BLOG

BLOG

Trigliserida

SEP 11, 2023

Lemak ini sering disamakan dengan kolesterol, padahal keduanya jenis yang berbeda. Kolesterol berasal dari metabolisme lemak dan berfungsi membangun jaringan dan sel, serta membentuk berbagai hormon. 

Sedangkan trigliserid adalah lemak berfungsi menyimpan kalori dan menyediakan energi untuk tubuh. Makanan yang kamu konsumsi adalah sumber utama terbentuknya lemak ini. 
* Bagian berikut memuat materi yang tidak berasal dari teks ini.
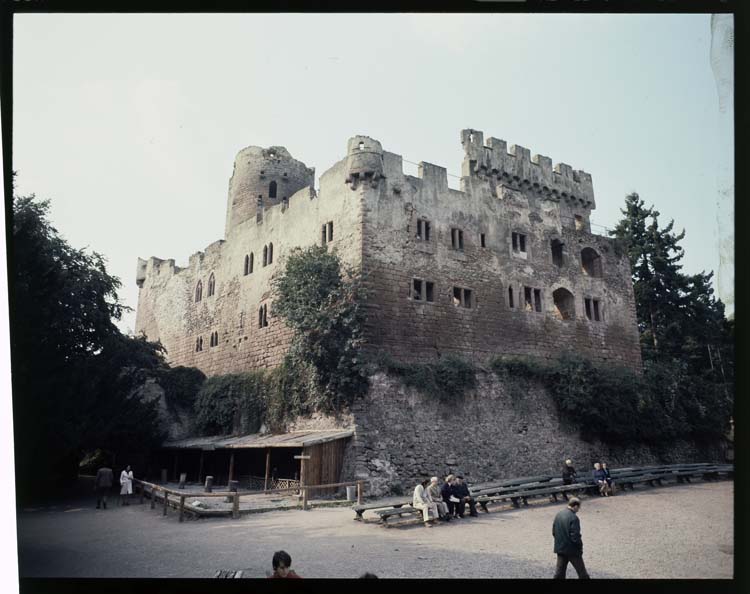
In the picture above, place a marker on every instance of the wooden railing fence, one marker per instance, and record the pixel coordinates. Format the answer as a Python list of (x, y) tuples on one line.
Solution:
[(235, 495)]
Meski berbeda, keduanya sama-sama tidak larut dalam darah. Dibutuhkan protein supaya kedua jenis lemak ini mengalir ke seluruh bagian tubuh.

 

Penyebab Kadar Trigliserida Tinggi

Tubuh membutuhkan jenis lemak ini dalam jumlah yang cukup. Kadar yang berlebihan dapat memicu berbagai masalah kesehatan. Tingginya kadar bisa disebabkan oleh penyakit genetik, pemakaian obat-obatan tertentu, mengidap kondisi medis hingga gaya hidup yang tidak sehat.

 

Faktor Risiko Trigliserida Tinggi

Peningkatan kadar trigliserida bisa dipicu oleh berbagai faktor. Beberapa diantaranya disebabkan oleh kondisi ini:

  1. Kelebihan karbohidrat
  2. Jarang berolahraga dapat membuat lemak semakin menumpuk.
  3. Alkohol mengandung gula dan kalori yang sangat tinggi. Mengonsumsi berlebihan dapat menambah simpanan lemak.
  4. Mengonsumsi makanan berlemak.
  5. Kebiasaan merokok dapat mengubah konsentrasi lemak dalam darah.

 

Gejala Trigliserida Tinggi

Kadar trigliserida tinggi tidak selalu menampakkan gejala, meski kadarnya cukup tinggi. Satu-satunya cara untuk mengetahui kadarnya adalah melalui tes darah.

 

The National Cholesterol Education Program menetapkan tingkat kadar trigliserida, yaitu:

  • Tingkat normal: Kurang dari 150 miligram per desiliter
  • Batas tinggi: 150 hingga 199
  • Tinggi: 200 hingga 499
  • Sangat tinggi: 500 atau lebih

Ketika kadarnya cukup tinggi, seseorang bisa mengalami gejala pankreatitis. Kondisi tersebut ditandai dengan nyeri hebat di bagian perut, demam, mual, muntah, dan kurang nafsu makan.

 

Pengobatan Trigliserida Tinggi

Kunci pengobatan trigliserida tinggi adalah menerapkan gaya hidup sehat. Perubahan hidup yang dianjurkan, antara lain:

  1. Berolahraga secara teratur setidaknya 30 menit setiap harinya. 
  2. Hindari gula dan karbohidrat olahan.
  3. Turunkan berat badan ke angka ideal dengan diet sehat.
  4. Kurangi lemak jenuh dan lemak trans.
  5. Batasi konsumsi alkohol.
  6. Berhenti merokok.
  7. Tidur yang berkualitas.
  8. Cukupi kebutuhan cairan tubuh.
  9. Kelola stres dengan baik.
  10. Jika perubahan di atas tidak cukup, dokter dapat meresepkan obat statin, niasin dan fibrat. Minyak ikan omega-3 juga direkomendasikan untuk menurunkan kadar lemak ini.

 

Pencegahan Trigliserida Tinggi

Langkah pencegahan trigliserida tinggi utamanya sama dengan pengobatan kondisi ini. Kamu perlu menerapkan gaya hidup sehat dan menghindari faktor-faktor yang meningkatkan kadar trigliserida.